October 8, 2021
Dear Everyone:
I’ve been ordering
things online for (literally) many years.
In fact, way back when it was something new, and I wondered if a
certain purveyor had started a website, I tried looking it up at work.
I just wanted to know if they had a site yet.
Did I mention that this particular merchant sold only products
for women?
Imagine my chagrin
when the Company IT department automatically informed me, stridently,
that I had violated Company standards by attempting to interface with a
forbidden site. Later, just
out of curiosity, I tried going to another purveyor, one who specialized
in men’s fashions.
No problem.
I tried another
merchant site, one specializing in men’s fashions again.
Again, no problem.
Then I tried a site
that offered products for both genders.
No problem.
In fact, the only
thing “forbidden” by the original site was that it sold products only
likely to be purchased by women.
Yet another example of the Company’s unconscious bias against a
certain gender.
Meanwhile, I bought a
computer to use at home, where I could search the Internet to my heart’s
content without the risk of shocking the Company’s IT department.
These days, ordering
things online is easy. In
fact, it can be more convenient, particularly when I am still crippled
by the Mysterious Thing That Happened to My Leg.
It generally is more
convenient, except for when your Item is delivered to the wrong address.
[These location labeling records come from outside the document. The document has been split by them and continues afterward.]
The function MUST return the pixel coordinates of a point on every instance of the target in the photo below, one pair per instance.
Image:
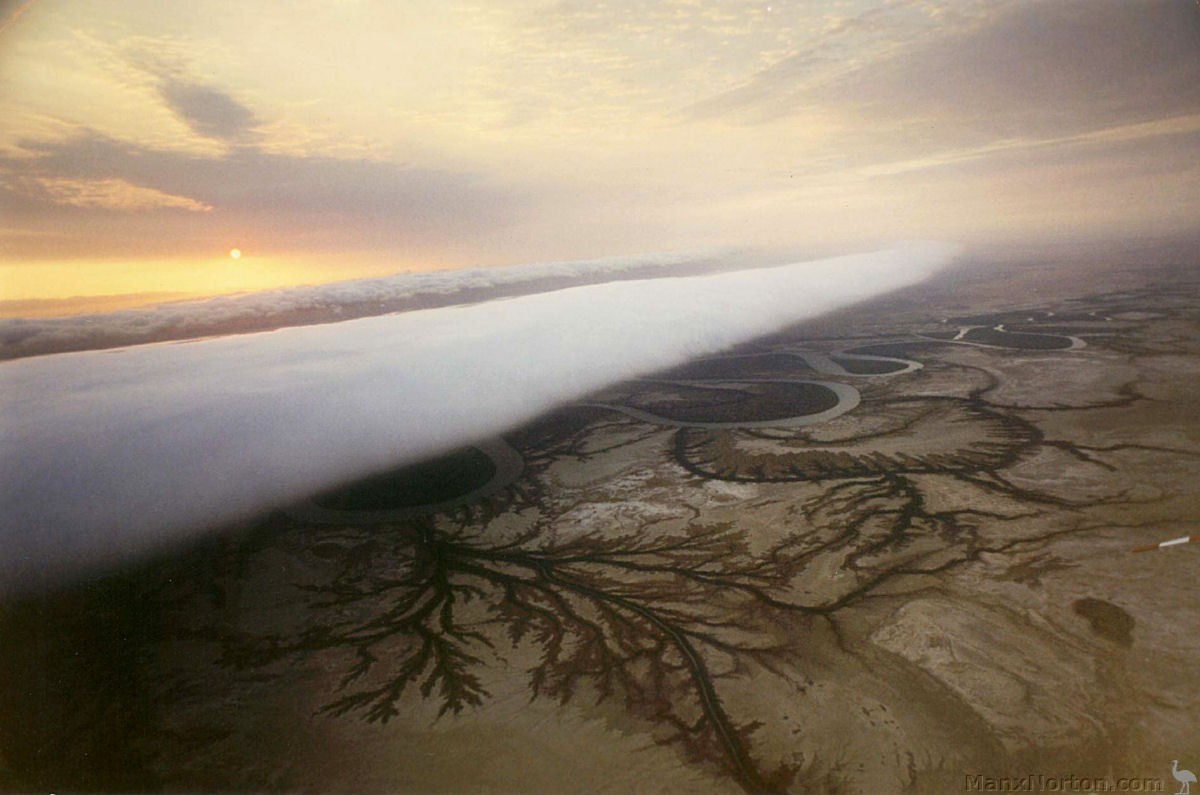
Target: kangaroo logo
(1186, 777)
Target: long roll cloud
(112, 454)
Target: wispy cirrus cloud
(208, 111)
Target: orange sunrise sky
(142, 142)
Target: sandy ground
(933, 589)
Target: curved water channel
(487, 467)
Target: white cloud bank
(325, 303)
(111, 454)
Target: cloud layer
(324, 303)
(112, 454)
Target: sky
(142, 142)
(109, 455)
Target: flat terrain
(931, 583)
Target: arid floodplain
(886, 550)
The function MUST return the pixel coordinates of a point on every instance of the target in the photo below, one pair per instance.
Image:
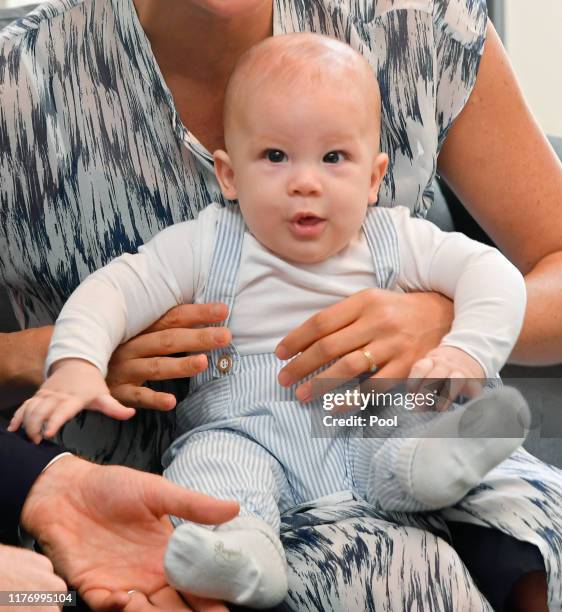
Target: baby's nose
(304, 182)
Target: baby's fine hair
(302, 62)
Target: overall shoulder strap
(382, 239)
(222, 278)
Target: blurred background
(532, 33)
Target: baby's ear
(225, 174)
(380, 164)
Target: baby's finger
(38, 413)
(108, 405)
(65, 411)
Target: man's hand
(23, 570)
(105, 528)
(396, 329)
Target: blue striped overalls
(248, 439)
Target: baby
(301, 119)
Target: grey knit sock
(460, 447)
(240, 562)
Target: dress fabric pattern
(94, 160)
(245, 437)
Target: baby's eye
(275, 156)
(334, 157)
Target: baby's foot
(460, 447)
(241, 562)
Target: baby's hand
(447, 363)
(73, 385)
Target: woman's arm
(499, 163)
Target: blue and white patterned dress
(94, 160)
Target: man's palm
(106, 528)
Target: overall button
(224, 363)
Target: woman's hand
(396, 329)
(147, 356)
(115, 531)
(451, 371)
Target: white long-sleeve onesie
(274, 296)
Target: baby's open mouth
(307, 225)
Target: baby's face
(304, 165)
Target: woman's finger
(143, 397)
(108, 405)
(191, 315)
(18, 416)
(322, 324)
(157, 368)
(343, 342)
(170, 341)
(419, 373)
(348, 367)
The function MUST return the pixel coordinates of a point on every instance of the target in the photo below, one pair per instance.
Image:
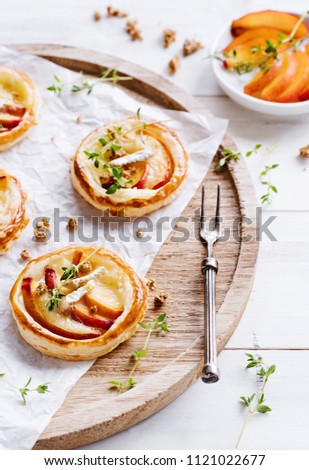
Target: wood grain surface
(92, 411)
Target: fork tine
(218, 218)
(203, 210)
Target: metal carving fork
(211, 373)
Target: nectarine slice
(83, 314)
(257, 34)
(282, 80)
(285, 22)
(294, 88)
(107, 301)
(304, 96)
(261, 79)
(56, 323)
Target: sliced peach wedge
(304, 95)
(282, 80)
(293, 91)
(84, 315)
(59, 324)
(285, 22)
(262, 79)
(255, 34)
(249, 46)
(105, 299)
(158, 172)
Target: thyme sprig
(256, 402)
(267, 54)
(25, 390)
(119, 182)
(109, 75)
(270, 188)
(67, 274)
(57, 87)
(158, 324)
(227, 154)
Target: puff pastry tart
(13, 217)
(18, 106)
(78, 302)
(131, 166)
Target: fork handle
(211, 373)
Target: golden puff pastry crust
(147, 185)
(100, 301)
(19, 101)
(13, 217)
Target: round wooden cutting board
(93, 411)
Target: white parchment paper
(42, 162)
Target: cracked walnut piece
(116, 13)
(133, 30)
(190, 46)
(160, 299)
(150, 283)
(25, 255)
(169, 36)
(97, 16)
(72, 224)
(41, 228)
(174, 64)
(304, 151)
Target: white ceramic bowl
(232, 84)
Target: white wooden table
(276, 319)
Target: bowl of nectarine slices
(262, 62)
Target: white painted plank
(285, 136)
(211, 416)
(277, 313)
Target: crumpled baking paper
(41, 162)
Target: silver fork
(211, 373)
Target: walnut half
(133, 30)
(174, 64)
(169, 36)
(190, 46)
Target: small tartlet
(13, 218)
(149, 185)
(19, 102)
(89, 321)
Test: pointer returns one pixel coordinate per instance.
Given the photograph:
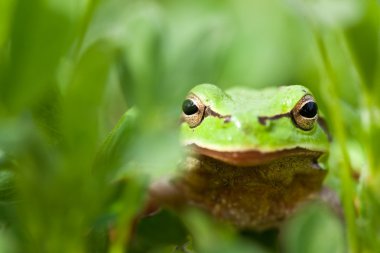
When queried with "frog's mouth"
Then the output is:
(254, 157)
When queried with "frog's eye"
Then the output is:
(193, 110)
(305, 112)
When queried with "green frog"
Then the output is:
(254, 156)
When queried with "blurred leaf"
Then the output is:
(35, 51)
(330, 13)
(314, 229)
(363, 39)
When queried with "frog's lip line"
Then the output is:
(253, 157)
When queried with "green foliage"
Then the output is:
(70, 69)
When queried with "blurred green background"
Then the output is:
(70, 69)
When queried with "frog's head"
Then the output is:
(246, 127)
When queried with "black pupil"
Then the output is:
(188, 107)
(309, 110)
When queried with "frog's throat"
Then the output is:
(254, 157)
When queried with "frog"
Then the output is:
(253, 156)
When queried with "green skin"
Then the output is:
(248, 162)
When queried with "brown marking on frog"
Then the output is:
(257, 196)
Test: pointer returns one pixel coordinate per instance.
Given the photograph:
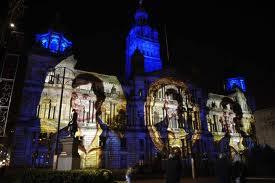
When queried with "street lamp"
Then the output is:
(63, 72)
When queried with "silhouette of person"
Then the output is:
(173, 169)
(73, 123)
(223, 170)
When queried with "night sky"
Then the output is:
(208, 41)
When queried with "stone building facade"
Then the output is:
(124, 122)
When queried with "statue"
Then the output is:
(73, 123)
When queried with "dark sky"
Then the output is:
(209, 41)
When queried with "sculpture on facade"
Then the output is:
(73, 123)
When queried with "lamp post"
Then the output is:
(60, 110)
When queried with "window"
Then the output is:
(123, 143)
(141, 144)
(140, 92)
(102, 142)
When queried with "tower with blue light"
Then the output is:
(54, 41)
(238, 82)
(145, 39)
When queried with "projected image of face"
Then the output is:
(170, 113)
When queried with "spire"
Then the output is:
(140, 3)
(141, 16)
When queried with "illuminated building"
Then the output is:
(150, 115)
(265, 126)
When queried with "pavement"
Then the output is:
(183, 180)
(201, 180)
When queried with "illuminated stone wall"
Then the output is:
(231, 122)
(265, 126)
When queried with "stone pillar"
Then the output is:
(69, 158)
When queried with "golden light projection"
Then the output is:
(170, 114)
(230, 116)
(99, 101)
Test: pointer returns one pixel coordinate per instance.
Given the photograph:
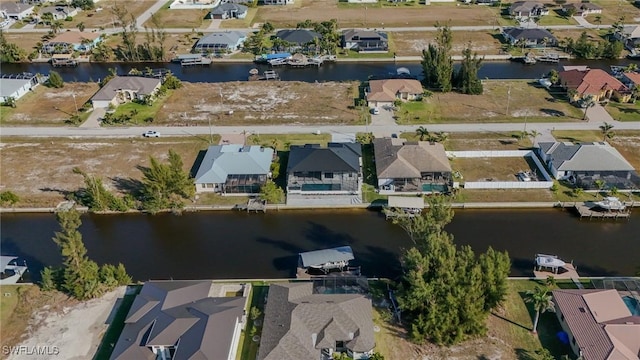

One time, I had made an online purchase and began to wonder when
it was going to be delivered.
Some checking told me
that the Postal Service had already “delivered” it, but not to me.
When I took a printout of the delivery “notice” to the local
branch, I was informed that it was much too late to begin a trace.
So I was out of about
$80 worth of new underwear.
If you think that’s an extravagant amount of money to spend, you just
haven’t priced quality underwear recently.
Another time, I got
home from somewhere and found a notice glued to my front door, informing
me that my Item had been dropped over the patio fence.
Sure enough, there was a very large, very heavy cardboard box on
my patio. Only problem was,
I hadn’t ordered it. It
wasn’t even addressed to me.
Turned out it belonged to another resident in a different building, in
an upstairs unit. I guess
dropping it over my patio fence was easier for the delivery driver than
hauling it up the stairs hundreds of yards away.
In the past couple of
years, as ordering online has become more common with me, I started (of
course!) a database to keep track of what was ordered, when it was
ordered, from whom, when it was expected and when it was actually
delivered. This has resulted
in the happy coincidence that none of my purchases has gone wandering
off on its own of late.
Naturally, entering
all this information into the database is an extra chore for me.
But it does offer Peace of Mind, knowing what things I ordered
and when to expect them. And
that’s what it’s all about, isn’t it?